この村の人たちと日本人には、きょうだい伝説がありました。
昔、ツォウ族が、大洪水が起こったとき、二手に分かれて逃げ、一方はこの地に、一方は北東に向かいました。北東に行った日本人のことは「マーヤ」と呼ばれました。というもので、万太郎はマーヤではないかと、村人たちは親しみを覚えます。
台湾と日本に似たような植物もあり、遠く離れて、異なる民族のようでも、じつはルーツは同じかもしれない。
マーヤといえば「みつばちマーヤの冒険」というドイツの物語がありまして。日本ではアニメにもなっています。

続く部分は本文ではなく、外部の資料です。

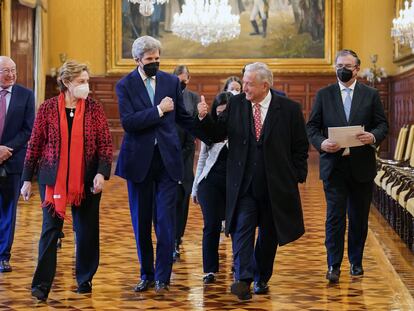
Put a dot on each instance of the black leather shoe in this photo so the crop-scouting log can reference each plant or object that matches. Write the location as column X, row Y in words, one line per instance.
column 144, row 285
column 241, row 289
column 209, row 278
column 356, row 270
column 39, row 292
column 161, row 287
column 5, row 266
column 84, row 288
column 333, row 274
column 260, row 288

みつばちの集団から飛び出したマーヤが外の世界で経験を積み成長する物語です。
万太郎も、集団がいやで外界に出て、多くの人達と出会い、成長してますから。みつばちは花から花へ蜜を得る代わりに受粉を手伝う役目をもっています。茶色い蜂と、万太郎の薄茶の衣裳が重なって見えます。
万太郎は、帰国後、台湾視察の報告書を書き、新種の植物・愛玉子(オーギョーチ)に台湾の呼び方から学名をつけますが、それが国に逆らっていると思われると、大学で睨まれます。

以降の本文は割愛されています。